For the most part, the keyboard design of the 14-inch Razer Blade remains mostly unchanged from the larger 17-inch. Of course it lacks the visual trackpad and customizable keys of the larger version but this helps keeps things clean. A few of the keys were resized which makes it a bit easier to use. Overall, it is a very good keyboard that should provide a very comfortable typing but also a gaming experience. The trackpad design is nice and large along with two dedicated buttons below the pad rather than integrated. Most gamers will probably still use an external mouse for accuracy and comfort but the trackpad is very responsive and handles multitouch gestures quite well. It could be nice to have an easy way to disable the trackpad though as accidental brushes can cause issues while gaming.
While the system is extremely thin, Razer did manage to pack in a fairly high 70Whr capacity internal battery pack. In digital video playback testing, this resulted in over six hours before the system went into standby mode. This is extremely impressive and can be attributed to the larger battery pack and the improved power profile of the new 4th generation Core i7 processor.
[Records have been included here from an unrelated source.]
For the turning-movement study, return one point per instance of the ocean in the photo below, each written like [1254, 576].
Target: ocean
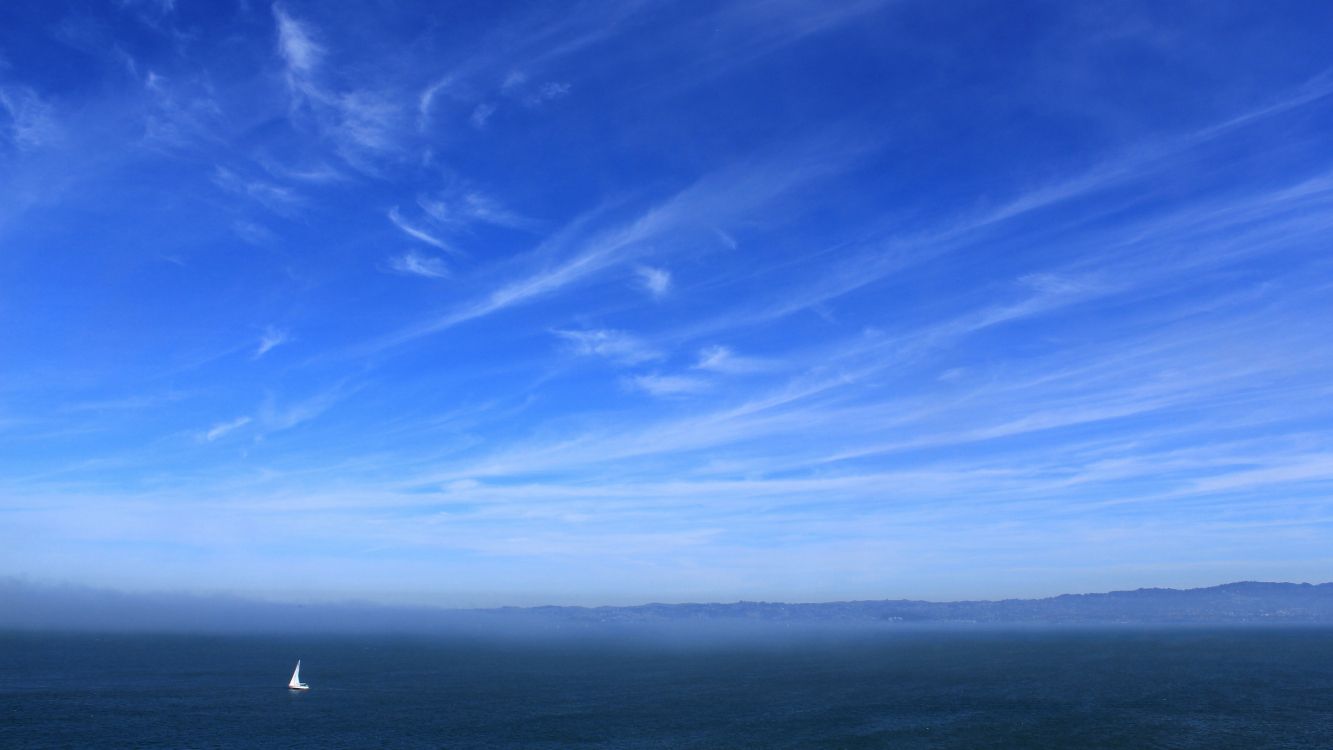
[1083, 689]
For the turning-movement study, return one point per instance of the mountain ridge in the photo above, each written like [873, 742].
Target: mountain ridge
[1244, 602]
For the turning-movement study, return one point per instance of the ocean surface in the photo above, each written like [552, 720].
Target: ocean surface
[1135, 689]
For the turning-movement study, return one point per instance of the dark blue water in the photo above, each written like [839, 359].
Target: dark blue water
[1244, 689]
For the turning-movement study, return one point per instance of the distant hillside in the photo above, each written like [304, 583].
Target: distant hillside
[1231, 604]
[69, 608]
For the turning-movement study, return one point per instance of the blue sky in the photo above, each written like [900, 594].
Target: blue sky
[617, 301]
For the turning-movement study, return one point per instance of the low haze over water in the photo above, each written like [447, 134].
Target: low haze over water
[1133, 689]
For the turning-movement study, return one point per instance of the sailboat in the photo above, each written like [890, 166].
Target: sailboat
[296, 678]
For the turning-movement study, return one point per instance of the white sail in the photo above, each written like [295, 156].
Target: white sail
[296, 678]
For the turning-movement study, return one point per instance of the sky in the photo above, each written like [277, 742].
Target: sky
[480, 304]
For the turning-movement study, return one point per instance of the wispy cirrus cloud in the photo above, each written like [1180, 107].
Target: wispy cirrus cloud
[416, 264]
[225, 428]
[668, 385]
[461, 208]
[419, 233]
[27, 119]
[656, 281]
[271, 339]
[615, 345]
It certainly gives a much longer running time than any of the other more traditional laptop gaming rigs on the market but still a bit short of the Apple MacBook Pro 15 with Retina Display with its seven hours. Admittedly, you won't expect to get six hours of straight gaming away from a power cord but it still should last longer than most.
Pricing for the Razer Blade 14 is quite high at $1999. When compared to the MacBook Pro 15 with Retina, this isn't so bad but it is significantly higher than many other gaming specific laptops such as the Alienware M14x, more general purpose laptop like the Lenovo IdeaPad Y410p or a compact ultrabook such as the Dell XPS 14. Each of these has prices starting around $1000 and have their own benefits. The Alienware M14x can feature just as fast of a processor and graphics but come with a 1920x1080 display although it is much heavier. The Lenovo IdeaPad Y410p may be larger and have a lower resolution display bit it is half the price. Finally, the Dell XPS 14 offers a system that is just as compact even if it does sacrifice performance for a similarly long running time that once again can cost half as much.